|Over 1,600 civilians have been killed since March amid violence at nationwide pro-democracy protests [Reuters]
At least 11 people have been killed when Syrian forces backed by tanks stormed a town near the capital Damascus, Syrian human rights campaigners said.
The Syrian Observatory for Human Rights, which is based in Britain, said four tanks and a bulldozer entered Kanaker, 30km southwest of Damascus, on Wednesday while 14 other tanks surrounded the town in the latest crackdown on protests against President Bashar al-Assad.
The rights group said residents threw stones and set fire to tyres in an effort to block the advance of the troops.
Citing witnesses, another rights group - the Syrian National Organisation for Human Rights, which is headed by Ammar Qurabi, an opposition figure - said military intelligence agents also arrested 300 people in the town and took them away in 11 buses.
There was no immediate comment from the Syrian authorities who have expelled most foreign journalists from the country, making it difficult to verify witness accounts of events and official statements.
The crackdown came as two organisations in France threatened to file legal complaints against al-Assad and other members of the ruling Baath party in a bid to push the French government to investigate whether they own any assets in France.
Sherpa and Transparency International France said in a statement on Tuesday that they want the government to make public all of its findings.
Possible asset freeze
The statement came as the European Union considers stepping up sanctions on the Syrian government over its brutal crackdown on a four-month-old uprising.

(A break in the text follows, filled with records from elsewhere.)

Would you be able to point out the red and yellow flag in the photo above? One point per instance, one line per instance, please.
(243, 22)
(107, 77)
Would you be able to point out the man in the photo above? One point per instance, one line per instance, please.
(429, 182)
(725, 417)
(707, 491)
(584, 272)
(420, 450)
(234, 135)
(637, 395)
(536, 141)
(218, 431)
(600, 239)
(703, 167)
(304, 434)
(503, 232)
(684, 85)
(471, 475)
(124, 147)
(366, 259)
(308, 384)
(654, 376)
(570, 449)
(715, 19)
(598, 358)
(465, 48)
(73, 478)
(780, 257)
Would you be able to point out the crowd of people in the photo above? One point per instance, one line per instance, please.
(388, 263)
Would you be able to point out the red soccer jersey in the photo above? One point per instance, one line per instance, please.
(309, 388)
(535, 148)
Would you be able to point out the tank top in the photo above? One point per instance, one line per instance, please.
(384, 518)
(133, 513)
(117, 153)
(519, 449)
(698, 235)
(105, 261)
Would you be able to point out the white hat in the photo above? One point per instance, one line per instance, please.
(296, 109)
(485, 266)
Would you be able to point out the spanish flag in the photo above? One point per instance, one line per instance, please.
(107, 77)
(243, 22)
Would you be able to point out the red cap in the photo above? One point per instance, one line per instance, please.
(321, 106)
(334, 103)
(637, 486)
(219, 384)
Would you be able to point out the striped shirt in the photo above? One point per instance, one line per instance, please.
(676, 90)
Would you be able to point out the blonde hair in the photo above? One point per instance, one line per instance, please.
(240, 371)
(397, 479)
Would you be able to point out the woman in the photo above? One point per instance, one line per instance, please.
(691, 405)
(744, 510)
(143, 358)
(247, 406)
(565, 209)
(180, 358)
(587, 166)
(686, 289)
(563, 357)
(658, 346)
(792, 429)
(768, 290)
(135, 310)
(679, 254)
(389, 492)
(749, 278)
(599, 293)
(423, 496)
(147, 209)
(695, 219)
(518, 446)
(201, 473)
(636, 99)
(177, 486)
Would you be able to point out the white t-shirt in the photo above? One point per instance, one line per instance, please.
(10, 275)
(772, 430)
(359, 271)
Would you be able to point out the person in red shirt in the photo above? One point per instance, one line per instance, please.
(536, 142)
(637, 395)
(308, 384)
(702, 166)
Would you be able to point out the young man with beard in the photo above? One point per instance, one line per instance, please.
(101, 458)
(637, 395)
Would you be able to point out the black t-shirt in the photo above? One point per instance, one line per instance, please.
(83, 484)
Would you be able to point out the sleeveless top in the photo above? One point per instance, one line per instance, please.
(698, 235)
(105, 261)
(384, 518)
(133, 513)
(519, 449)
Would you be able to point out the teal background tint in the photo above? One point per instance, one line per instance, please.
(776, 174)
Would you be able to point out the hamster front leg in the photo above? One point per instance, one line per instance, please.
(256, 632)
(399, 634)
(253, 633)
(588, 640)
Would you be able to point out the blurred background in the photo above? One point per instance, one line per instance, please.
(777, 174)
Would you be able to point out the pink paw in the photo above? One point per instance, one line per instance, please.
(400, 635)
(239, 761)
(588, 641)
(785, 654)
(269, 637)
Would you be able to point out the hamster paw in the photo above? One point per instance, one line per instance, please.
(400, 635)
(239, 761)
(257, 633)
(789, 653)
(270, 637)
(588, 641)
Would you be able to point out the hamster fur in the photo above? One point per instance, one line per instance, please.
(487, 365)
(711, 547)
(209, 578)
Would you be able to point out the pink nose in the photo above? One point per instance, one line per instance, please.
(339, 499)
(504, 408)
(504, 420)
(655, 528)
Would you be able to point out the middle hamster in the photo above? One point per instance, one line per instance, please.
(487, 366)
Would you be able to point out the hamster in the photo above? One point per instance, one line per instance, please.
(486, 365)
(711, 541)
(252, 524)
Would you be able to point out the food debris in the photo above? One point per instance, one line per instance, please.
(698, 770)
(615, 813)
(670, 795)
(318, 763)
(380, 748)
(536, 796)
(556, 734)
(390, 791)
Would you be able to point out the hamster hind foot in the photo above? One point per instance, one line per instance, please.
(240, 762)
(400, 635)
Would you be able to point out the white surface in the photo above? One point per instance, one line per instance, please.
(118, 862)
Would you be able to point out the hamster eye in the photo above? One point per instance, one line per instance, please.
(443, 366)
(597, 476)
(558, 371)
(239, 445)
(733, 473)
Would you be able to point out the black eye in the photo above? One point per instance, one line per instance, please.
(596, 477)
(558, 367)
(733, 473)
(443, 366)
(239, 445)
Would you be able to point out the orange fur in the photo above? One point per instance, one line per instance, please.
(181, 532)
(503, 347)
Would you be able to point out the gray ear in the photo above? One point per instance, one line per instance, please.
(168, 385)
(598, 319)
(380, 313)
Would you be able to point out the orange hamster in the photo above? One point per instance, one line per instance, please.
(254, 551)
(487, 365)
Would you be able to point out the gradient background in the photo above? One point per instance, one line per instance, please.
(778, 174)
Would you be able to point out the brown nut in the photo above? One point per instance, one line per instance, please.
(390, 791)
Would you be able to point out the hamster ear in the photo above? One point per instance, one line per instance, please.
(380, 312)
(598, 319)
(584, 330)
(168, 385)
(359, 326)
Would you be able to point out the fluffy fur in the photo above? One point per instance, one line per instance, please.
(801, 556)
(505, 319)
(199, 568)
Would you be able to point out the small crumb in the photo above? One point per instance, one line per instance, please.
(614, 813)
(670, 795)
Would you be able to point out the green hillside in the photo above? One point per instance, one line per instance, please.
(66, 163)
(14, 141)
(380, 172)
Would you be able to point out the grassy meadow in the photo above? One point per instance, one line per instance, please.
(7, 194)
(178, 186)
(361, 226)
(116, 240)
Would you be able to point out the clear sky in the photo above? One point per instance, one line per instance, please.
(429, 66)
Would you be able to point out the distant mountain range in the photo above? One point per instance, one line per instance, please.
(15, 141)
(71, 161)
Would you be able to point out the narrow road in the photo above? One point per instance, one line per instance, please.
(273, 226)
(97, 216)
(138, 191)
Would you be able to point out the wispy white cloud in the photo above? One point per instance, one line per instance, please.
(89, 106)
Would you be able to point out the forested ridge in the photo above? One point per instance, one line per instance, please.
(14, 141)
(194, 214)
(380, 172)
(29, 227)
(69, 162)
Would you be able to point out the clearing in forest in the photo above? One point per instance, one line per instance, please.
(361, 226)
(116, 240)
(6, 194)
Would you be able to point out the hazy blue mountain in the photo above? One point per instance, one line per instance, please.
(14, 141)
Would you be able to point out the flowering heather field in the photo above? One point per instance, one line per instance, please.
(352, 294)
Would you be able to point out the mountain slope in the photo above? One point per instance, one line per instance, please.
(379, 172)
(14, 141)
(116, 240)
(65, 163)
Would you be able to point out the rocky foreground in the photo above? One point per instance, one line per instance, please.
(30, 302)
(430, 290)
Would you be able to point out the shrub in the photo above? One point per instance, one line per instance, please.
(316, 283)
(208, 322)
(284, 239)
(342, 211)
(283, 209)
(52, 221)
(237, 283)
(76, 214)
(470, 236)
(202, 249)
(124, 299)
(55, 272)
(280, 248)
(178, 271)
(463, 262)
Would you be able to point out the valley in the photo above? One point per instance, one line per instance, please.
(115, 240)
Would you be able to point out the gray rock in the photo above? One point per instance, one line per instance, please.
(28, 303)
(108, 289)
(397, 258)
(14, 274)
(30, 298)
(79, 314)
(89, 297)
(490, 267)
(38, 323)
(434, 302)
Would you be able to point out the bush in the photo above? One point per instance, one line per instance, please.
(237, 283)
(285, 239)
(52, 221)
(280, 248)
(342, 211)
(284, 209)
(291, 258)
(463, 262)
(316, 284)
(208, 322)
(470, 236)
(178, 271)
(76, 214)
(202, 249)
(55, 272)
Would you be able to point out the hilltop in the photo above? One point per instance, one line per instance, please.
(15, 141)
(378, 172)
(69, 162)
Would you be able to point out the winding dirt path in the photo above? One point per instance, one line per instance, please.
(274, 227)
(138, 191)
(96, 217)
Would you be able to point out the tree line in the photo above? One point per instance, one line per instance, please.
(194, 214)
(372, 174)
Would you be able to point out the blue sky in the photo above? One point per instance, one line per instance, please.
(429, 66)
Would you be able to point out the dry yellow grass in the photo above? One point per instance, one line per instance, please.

"The objective is get an investigation open that would then identify assets that they may own in France either in their own name or through intermediaries and then to freeze them so they are not transferred to unco-operative jurisdictions," the two organisations said.
More than 1,600 civilians have been killed and about 20,000 others imprisoned by Syrian security forces in the clamp down on nationwide protests since March, according to rights groups.
UN human rights advisers say the crackdown could amount to crimes against humanity.
The EU has imposed asset freezes and travel bans on al-Assad and other Baath officials. It also targeted companies with links to the Syrian military.
France has led efforts to pass a UN Security Council resolution condemning Syria's crackdown on pro-reform protests. It has also pushed for tougher sanctions against al-Assad's government, saying he has lost his legitimacy.
The uprising is the biggest challenge to al-Assad's rule since he succeeded his father as president 11 years ago.
As international condemnation heightens against the regime, the US has also denounced Syria's army as "barbaric" and "reprehensible", renewing its charges that al-Assad has lost legitimacy.
The US state department also highlighted the death of Talhat Dalat, a 12-year-old Syrian boy, who human rights activists said died on Saturday after a policeman shot him at close range during an anti-government rally.
Victoria Nuland, a US state department spokeswoman, said in a statement on Monday: "The behavior of Syria's security forces, including other such barbaric shootings, widescale arrests of young men and boys, brutal torture, and other abuses of basic human rights, is reprehensible."
Avaaz, an international rights group, has revealed the identities of 2,918 Syrians whose whereabouts are uknown after being arrested by security forces since protests first erupted in March.
Ricken Patel, executive director of Avaaz, said: "Hour by hour, peaceful protesters are plucked from crowds by Syria's infamously brutal security forces, never to be seen again."
Mamoun al-Homsi, a Syrian opposition activist, believes that the next stage in the the revolution will be the "gravest" with an intensified crackdown - as the Iranian supreme leader, Ayatollah Ali Khamenei, reportedly backed offering $5.8bn in aid to Syria to bolster its position in the face of growing dissent.
Tehran's financial support, also reported by a Tehran think-tank, came after the Washington Post, citing unnamed US officials in May, said there was an influx of Iranian manpower, including advisors and trainers, flowing into Syria.
That aid includes not only weapons and riot gear, but also sophisticated surveillance equipment that is helping Syrian authorities track down dissidents.
Al-Homsi also pointed out that there are new forms of "terrorist acts" exercised by the authorities against the people to counter rising military defections.